Are you sure that it was OVH network downtime and wasn't NanoVZ node downtime/reboots (with the provider putting the VPS in suspend during the reboots so it wouldn't show any downtime during the reboots/maintenance periods)?  

For comparison purposes, 3 of my servers at OVH which haven't experienced the same type of  frequent "network issues" that NanoVZ seems to experience

An OVH server in Roubaix: in the past 10 months I'm showing a total of 15 minutes downtime in Roubaix and the 2 longest downtimes (8 minutes and 4 minutes) were due to me rebooting the server for upgrades.



For reference, OVH/RunAbove Strasbourg, almost all of the downtimes shown are the VPS being rebooted by me:



Server (one of the very rare 5 euro Kimsufi KS-1 BHS Atoms) at OVH/BHS Canada:



(3 performance graphs above are from StatusCake public monitoring graphs).
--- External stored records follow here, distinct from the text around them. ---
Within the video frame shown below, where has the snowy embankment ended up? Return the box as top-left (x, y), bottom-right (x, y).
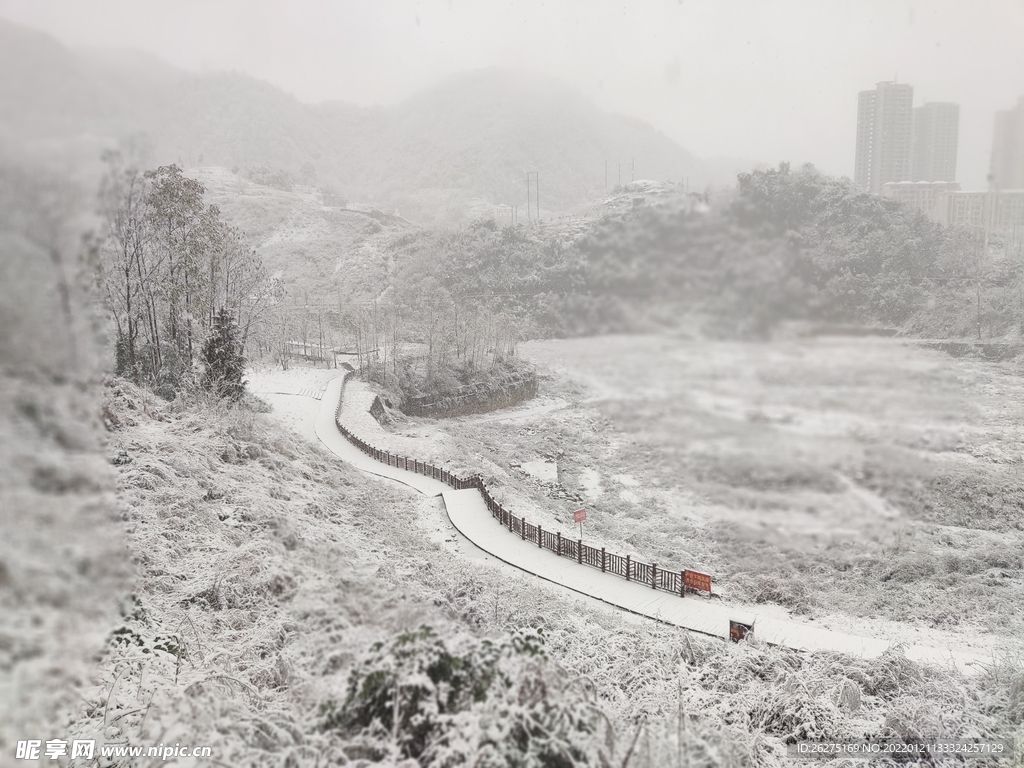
top-left (251, 366), bottom-right (991, 670)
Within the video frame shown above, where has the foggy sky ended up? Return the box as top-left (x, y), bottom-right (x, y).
top-left (0, 0), bottom-right (1024, 189)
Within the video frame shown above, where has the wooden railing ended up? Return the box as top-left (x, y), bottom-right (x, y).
top-left (335, 371), bottom-right (712, 597)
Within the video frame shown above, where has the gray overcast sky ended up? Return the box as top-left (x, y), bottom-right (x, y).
top-left (0, 0), bottom-right (1024, 188)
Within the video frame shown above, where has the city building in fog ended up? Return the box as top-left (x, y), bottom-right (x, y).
top-left (910, 101), bottom-right (959, 181)
top-left (989, 96), bottom-right (1024, 189)
top-left (853, 82), bottom-right (913, 194)
top-left (882, 181), bottom-right (959, 221)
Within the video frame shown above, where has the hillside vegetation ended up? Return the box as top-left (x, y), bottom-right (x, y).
top-left (0, 23), bottom-right (735, 223)
top-left (61, 380), bottom-right (1020, 768)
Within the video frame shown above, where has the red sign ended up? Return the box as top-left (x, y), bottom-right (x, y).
top-left (683, 570), bottom-right (711, 592)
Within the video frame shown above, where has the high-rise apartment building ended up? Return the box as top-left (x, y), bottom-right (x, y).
top-left (853, 82), bottom-right (913, 194)
top-left (910, 101), bottom-right (959, 181)
top-left (989, 96), bottom-right (1024, 189)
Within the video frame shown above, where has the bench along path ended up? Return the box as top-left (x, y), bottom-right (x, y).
top-left (315, 377), bottom-right (992, 672)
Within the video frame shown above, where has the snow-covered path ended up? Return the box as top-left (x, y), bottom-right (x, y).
top-left (306, 377), bottom-right (993, 672)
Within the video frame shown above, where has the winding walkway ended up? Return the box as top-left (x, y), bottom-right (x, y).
top-left (315, 377), bottom-right (992, 672)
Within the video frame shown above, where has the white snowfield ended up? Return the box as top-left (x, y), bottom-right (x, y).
top-left (306, 377), bottom-right (994, 673)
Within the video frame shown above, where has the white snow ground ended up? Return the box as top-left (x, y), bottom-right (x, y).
top-left (249, 369), bottom-right (993, 672)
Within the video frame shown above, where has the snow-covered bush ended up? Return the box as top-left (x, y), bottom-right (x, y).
top-left (321, 626), bottom-right (614, 768)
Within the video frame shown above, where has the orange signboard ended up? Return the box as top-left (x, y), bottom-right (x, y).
top-left (683, 570), bottom-right (711, 592)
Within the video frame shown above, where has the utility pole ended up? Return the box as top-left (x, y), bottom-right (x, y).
top-left (526, 171), bottom-right (541, 221)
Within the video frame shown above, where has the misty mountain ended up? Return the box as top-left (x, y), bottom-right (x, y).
top-left (0, 22), bottom-right (734, 221)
TL;DR: the frequent "network problems" NanoVZ is experiencing on their rented OVH server seem to be limited to their server...downtime on OVH's network is fairly rare.


----------



## wlanboy (Sep 29, 2015)

DomainBop said:


> wlanboy said:
> 
> 
> > Time for an update:
> ...


Uptime of the vps itself is 59 days. So it is network related. I am testing ipv4, ipv6 through ping and testing ipv6 through webpage too. Last test method does have the best uptime.
I am running a website and a mail server on this vps. Mails did not get bounced but website is not available from time to time,
But I cannot point my finger at the node ... no evidence. But a lot better than the vps in Düsseldorf (which was moved to Falkenstein without notice).


----------



## wlanboy (Jan 1, 2016)

Cancled the vps.


----------



## willie (Jan 1, 2016)

wlanboy said:


> a lot better than the vps in Düsseldorf (which was moved to Falkenstein without notice).



Fwiw, there is some confusion in the above.  Düsseldorf (DE01) was not moved to Falkenstein--it is still in Düsseldorf.  There is a separate node (DE02) in Falkenstein.  Both are now somewhat better than they were in the past.


----------



## wlanboy (Jan 1, 2016)

willie said:


> Fwiw, there is some confusion in the above.  Düsseldorf (DE01) was not moved to Falkenstein--it is still in Düsseldorf.  There is a separate node (DE02) in Falkenstein.  Both are now somewhat better than they were in the past.



My vps was moved - of course not the node.


----------



## willie (Jan 2, 2016)

That's really weird and doesn't sound usual.  I had one on DE1 (now have both) and it didn't get moved.  You could put in a ticket asking what happened.


----------



## wlanboy (Jan 4, 2016)

willie said:


> You could put in a ticket asking what happened.



I canceled the vps, so asking would not change something.


----------